About Our Neuroanesthesiology Division

UR Medicine’s Strong Memorial Hospital performs over two thousand neurosurgical procedures each year. It is the area’s only comprehensive stroke center and has the area’s only dedicated NeuroMedicine Intensive Care Unit. Patients undergoing neurosurgical procedures present a unique challenge for anesthesiologists, requiring a complete understanding of the physiology and pharmacology of the brain, special considerations in neurosurgical patients (including monitoring and positioning), and safe anesthetic management for various neurologic diseases and injuries.
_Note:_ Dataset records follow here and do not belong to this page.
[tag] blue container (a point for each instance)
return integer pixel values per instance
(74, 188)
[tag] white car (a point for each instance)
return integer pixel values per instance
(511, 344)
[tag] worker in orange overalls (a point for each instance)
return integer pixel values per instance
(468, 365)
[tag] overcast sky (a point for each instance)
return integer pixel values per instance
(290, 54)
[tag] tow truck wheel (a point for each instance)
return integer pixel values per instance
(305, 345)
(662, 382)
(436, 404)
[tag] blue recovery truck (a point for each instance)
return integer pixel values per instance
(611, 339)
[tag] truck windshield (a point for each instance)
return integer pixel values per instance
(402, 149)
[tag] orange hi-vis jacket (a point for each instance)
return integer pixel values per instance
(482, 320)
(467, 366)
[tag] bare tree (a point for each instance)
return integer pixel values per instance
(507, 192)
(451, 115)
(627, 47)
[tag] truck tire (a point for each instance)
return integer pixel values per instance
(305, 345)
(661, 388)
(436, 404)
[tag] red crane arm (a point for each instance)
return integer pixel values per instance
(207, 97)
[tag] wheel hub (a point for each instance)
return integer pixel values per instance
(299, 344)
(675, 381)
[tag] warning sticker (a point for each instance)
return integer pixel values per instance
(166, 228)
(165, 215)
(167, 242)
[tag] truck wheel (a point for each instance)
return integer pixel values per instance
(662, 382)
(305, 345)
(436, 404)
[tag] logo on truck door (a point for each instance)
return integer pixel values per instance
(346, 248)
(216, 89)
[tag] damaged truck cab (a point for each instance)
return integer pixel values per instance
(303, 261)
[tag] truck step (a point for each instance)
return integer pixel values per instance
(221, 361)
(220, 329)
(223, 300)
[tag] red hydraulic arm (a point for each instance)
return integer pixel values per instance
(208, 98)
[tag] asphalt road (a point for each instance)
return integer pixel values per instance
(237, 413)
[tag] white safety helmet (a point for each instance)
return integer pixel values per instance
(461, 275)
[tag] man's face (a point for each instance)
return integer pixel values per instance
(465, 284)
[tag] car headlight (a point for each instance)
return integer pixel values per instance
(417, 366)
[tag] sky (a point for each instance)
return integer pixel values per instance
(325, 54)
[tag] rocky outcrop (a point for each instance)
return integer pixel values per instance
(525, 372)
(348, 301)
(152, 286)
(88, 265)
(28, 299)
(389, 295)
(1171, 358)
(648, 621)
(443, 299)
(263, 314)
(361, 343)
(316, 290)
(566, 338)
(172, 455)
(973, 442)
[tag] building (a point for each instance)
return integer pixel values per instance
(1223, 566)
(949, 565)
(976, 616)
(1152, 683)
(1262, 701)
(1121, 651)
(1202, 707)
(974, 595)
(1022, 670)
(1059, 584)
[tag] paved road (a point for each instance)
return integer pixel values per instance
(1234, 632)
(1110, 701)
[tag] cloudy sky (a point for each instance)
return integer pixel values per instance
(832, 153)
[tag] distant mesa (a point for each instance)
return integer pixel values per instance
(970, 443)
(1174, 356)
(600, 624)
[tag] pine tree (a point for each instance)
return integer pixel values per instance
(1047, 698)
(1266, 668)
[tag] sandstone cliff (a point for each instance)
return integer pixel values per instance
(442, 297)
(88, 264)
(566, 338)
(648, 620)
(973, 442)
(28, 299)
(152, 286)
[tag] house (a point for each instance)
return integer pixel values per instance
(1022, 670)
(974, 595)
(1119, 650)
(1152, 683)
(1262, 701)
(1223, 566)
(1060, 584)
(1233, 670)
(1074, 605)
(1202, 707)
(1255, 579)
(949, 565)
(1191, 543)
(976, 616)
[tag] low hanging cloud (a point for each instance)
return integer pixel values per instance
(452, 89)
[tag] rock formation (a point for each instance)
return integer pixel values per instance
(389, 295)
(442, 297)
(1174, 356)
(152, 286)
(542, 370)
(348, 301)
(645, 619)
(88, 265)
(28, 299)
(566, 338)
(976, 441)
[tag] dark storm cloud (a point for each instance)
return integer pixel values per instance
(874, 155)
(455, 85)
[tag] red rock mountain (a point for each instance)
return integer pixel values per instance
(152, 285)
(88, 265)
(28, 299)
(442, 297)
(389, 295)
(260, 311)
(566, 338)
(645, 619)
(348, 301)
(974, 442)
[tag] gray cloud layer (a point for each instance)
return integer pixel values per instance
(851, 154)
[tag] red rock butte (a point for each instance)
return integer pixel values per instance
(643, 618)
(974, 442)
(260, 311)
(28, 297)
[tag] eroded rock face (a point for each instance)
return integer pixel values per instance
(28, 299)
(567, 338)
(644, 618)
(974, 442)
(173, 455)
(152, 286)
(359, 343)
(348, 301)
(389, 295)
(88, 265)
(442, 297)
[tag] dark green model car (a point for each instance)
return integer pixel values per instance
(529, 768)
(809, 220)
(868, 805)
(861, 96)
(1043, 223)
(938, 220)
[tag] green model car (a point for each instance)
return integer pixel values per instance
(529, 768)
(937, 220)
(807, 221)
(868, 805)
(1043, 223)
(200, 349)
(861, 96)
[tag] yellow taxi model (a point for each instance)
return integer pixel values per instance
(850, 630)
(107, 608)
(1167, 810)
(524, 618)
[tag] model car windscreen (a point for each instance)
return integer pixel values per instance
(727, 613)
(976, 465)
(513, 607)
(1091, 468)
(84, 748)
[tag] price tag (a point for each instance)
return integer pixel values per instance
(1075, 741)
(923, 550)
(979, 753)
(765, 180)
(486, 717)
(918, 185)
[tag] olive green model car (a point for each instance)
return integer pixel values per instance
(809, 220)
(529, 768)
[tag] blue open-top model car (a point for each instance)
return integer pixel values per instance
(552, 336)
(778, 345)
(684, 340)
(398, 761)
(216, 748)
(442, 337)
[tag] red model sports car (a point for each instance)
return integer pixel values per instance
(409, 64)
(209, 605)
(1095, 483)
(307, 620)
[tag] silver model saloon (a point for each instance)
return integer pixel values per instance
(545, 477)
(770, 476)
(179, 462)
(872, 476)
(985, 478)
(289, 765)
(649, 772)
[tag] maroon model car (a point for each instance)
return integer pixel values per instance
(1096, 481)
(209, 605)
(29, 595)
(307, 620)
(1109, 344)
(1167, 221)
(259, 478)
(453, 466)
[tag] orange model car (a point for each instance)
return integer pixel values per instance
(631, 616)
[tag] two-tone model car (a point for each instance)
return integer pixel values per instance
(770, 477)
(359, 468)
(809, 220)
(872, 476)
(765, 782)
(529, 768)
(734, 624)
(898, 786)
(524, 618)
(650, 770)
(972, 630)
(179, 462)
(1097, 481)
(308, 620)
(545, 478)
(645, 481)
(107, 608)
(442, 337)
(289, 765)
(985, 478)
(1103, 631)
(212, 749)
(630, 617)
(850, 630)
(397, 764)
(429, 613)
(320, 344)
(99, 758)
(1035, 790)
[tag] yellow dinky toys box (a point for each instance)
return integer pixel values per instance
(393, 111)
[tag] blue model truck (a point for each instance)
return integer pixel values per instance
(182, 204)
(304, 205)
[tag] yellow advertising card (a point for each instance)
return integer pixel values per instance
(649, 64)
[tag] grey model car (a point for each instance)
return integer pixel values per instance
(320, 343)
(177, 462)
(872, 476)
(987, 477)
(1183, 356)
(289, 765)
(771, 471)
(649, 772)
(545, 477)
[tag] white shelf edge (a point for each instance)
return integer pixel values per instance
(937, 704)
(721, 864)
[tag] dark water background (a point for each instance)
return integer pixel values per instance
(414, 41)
Our Neuroanesthesiology Division provides care for these patients as they undergo a wide variety of complex and routine intracranial and spine surgeries. We work closely with URMC neurosurgeons, intensivists, neurologists, and radiologists. We are a critical piece of the interventional stroke response; Strong’s stroke quality improvement initiative has won local and regional awards for excellence. Our division has also created a team to coordinate care of patients who are to undergo “awake” craniotomies for the surgical treatment of intractable epileptic seizures and tumors of eloquent cortex. Our footprint continued to expand as we redesign our operating rooms to facilitate more neurointerventional procedures.

Training the next generation of anesthesiologists is an important part of our activities. Residents are required to complete two neuroanesthesia rotations. The first is an 8-week rotation that starts with two weeks on the acute stroke service followed by two weeks with the neurophysiology team. This is then followed by four weeks in the operating room providing neurosurgical anesthesia. The second neuroanesthesia rotation focuses on more complex procedures and the management of patients receiving neurointerventional care for stroke and vascular procedures. During both of these rotations, residents provide anesthetic care for a wide array of neurosurgical cases, including functional neurosurgery with deep brain stimulation, complex spine surgery, minimally invasive spine surgery, carotid endarterectomies, endovascular and open aneurysm treatment, and craniotomies. As we are the region’s trauma center, residents also gain experience in the anesthetic management of head trauma and in airway management of cervical spine injuries. Residents attend Neuroeducation Day, a formal day-long course taught by our faculty and representatives from neurosurgery and neuromonitoring. Residents also learn through hands-on operating room experience and formal structured didactics. This approach provides a comprehensive experience allowing the graduate to provide quality anesthetic care to a wide variety of neurosurgical patients.